5. en 6. Wijziging artikel XIII (wijziging Gemeentewet) en artikel XIV (wijziging Waterschapswet)

Dit betreft de aanpassing van verwijzingen naar artikel 9 van de Invorderingswet 1990 in verband met de Wet tot aanpassing van de belastingbepalingen in de Provinciewet aan bepalingen in de Gemeentewet en de Waterschapswet, alsmede wijziging van de formele belastingbepalingen in de Gemeentewet en de Waterschapswet.

7. De artikelen XVIIA tot en met XVIID

De wijziging van de Luchtvaartwet en de Wet tot aanpassing van de belastingbepalingen in de Provinciewet aan bepalingen in de Gemeentewet en de Waterschapswet, alsmede wijziging van de formele belastingbepalingen in de Gemeentewet en de Waterschapswet houdt verband met de aanpassing van verwijzingen naar artikel 9 van de Invorderingswet 1990.

De wijziging van de Coördinatiewet sociale verzekering en de Wet temporisering van de uitbetaling van investeringsbijdragen en beëindiging op termijn van de verrekening van die bijdragen houdt verband met de aanpassing van de thans gebruikelijke term «verhoging» in de voorgestelde term «boete».

8. en 9. De artikelen XVIII en XIX (overgangsrecht en inwerkingtreding)

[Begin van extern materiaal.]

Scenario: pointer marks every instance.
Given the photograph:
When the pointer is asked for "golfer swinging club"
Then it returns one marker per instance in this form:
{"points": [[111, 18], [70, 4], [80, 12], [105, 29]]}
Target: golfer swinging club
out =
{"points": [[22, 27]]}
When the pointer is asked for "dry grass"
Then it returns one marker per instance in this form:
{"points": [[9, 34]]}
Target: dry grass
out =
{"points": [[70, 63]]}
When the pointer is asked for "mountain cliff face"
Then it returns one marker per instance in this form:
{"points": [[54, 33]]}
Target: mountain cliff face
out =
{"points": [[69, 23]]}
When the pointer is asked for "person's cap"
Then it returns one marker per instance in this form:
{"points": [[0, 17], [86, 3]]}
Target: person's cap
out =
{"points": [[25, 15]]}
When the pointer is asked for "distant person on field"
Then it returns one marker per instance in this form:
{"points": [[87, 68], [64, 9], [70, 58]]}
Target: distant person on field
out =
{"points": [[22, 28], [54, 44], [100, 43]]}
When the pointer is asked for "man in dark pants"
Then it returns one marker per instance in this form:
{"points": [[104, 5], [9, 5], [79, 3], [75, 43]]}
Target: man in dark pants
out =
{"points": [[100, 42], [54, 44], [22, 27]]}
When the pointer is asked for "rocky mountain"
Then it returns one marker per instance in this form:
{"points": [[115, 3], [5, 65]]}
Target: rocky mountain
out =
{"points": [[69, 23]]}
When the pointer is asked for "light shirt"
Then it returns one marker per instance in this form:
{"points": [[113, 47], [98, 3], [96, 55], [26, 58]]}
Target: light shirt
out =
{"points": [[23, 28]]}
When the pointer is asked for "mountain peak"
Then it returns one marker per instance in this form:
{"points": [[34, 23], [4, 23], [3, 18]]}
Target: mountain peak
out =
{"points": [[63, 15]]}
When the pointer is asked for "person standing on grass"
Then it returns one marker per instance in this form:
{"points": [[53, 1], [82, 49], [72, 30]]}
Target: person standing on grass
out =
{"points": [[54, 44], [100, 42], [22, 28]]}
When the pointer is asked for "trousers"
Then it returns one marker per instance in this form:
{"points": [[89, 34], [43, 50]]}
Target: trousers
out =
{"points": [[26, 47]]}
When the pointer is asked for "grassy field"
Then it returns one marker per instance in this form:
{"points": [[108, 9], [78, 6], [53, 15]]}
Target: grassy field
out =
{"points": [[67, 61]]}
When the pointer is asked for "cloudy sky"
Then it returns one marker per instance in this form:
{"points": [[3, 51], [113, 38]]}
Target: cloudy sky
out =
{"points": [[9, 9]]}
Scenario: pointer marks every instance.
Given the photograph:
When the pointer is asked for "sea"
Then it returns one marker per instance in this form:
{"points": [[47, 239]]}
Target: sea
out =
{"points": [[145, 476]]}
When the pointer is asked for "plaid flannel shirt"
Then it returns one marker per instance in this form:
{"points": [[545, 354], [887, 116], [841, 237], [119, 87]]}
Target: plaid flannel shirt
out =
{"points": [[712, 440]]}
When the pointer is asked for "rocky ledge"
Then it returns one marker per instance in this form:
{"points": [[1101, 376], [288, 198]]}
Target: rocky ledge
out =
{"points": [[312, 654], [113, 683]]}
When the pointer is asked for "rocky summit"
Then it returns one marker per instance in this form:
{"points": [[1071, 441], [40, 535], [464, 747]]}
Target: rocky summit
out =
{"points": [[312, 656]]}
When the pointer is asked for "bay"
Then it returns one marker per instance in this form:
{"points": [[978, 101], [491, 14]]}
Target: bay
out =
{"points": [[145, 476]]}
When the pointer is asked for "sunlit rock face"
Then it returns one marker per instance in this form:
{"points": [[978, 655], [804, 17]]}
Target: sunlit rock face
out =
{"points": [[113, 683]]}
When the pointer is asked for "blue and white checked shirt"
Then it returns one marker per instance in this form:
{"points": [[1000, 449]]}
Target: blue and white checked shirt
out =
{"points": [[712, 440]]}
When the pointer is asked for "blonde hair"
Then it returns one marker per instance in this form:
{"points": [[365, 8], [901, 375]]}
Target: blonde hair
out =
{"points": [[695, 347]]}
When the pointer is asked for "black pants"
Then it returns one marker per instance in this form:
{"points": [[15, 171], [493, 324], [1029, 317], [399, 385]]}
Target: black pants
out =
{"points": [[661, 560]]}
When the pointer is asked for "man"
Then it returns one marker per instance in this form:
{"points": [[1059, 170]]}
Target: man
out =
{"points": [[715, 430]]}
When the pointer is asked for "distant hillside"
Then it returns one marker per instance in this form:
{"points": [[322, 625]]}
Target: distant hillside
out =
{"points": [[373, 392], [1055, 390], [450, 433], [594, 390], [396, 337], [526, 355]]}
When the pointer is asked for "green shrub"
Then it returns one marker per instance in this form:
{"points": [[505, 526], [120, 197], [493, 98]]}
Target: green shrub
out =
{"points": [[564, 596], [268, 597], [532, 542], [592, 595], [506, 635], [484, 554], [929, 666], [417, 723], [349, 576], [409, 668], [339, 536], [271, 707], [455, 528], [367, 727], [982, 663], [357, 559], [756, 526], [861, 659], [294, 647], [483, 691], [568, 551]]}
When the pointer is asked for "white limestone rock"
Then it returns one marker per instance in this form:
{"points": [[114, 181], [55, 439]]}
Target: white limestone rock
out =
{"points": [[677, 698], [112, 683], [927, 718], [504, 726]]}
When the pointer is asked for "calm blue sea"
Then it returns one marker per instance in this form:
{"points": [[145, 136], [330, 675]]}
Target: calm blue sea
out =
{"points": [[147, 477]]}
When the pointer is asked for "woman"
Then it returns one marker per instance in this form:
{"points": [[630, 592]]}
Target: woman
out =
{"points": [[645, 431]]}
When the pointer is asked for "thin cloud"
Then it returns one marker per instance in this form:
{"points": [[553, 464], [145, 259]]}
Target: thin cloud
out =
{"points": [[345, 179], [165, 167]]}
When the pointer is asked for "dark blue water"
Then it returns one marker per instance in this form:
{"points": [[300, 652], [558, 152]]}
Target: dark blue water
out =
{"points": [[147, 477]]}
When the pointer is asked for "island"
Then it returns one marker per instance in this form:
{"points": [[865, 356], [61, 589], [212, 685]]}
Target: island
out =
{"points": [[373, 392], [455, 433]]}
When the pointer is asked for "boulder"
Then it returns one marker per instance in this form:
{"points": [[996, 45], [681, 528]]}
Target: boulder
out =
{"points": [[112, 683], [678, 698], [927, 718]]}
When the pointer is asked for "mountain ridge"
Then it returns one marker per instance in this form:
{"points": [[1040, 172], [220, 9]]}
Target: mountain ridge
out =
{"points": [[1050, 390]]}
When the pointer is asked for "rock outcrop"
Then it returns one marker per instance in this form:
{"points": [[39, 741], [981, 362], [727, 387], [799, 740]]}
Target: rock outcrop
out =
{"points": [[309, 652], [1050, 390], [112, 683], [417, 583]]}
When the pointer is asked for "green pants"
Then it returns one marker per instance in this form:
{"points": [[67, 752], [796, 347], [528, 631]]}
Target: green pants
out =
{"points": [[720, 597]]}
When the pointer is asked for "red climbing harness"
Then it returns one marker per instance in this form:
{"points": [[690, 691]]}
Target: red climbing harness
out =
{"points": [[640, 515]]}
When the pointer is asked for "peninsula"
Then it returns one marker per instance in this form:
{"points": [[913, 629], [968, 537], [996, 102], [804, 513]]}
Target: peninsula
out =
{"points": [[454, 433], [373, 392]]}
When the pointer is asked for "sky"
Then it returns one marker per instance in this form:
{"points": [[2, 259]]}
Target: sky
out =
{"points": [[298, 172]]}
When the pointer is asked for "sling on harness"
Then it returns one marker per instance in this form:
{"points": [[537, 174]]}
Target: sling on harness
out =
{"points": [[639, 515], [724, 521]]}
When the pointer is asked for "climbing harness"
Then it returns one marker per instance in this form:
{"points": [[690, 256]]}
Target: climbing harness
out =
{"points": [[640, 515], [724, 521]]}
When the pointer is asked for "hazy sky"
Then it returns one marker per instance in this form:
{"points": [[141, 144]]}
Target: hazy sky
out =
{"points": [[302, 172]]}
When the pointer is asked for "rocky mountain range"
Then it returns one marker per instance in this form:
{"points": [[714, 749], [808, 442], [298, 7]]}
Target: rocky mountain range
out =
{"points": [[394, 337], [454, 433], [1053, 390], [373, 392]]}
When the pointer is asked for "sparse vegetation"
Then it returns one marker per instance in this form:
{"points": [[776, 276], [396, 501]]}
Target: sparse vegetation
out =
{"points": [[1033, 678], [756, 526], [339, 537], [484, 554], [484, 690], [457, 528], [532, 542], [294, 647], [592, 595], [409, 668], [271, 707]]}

Het is uitvoeringstechnisch ongewenst dat met betrekking tot een bepaald belastingtijdvak verschillende geautomatiseerde systemen naast elkaar werken. Vandaar dat het de voorkeur verdient om eenduidig te bepalen dat deze wet voor het eerst toepassing vindt met betrekking tot aangiften en betalingen die betrekking hebben op tijdvakken of tijdstippen die aanvangen onderscheidenlijk liggen op of na de datum van inwerkingtreding. Voorgesteld wordt dit vast te leggen in het voorgestelde artikel III, waardoor artikel IV geheel kan komen te vervallen.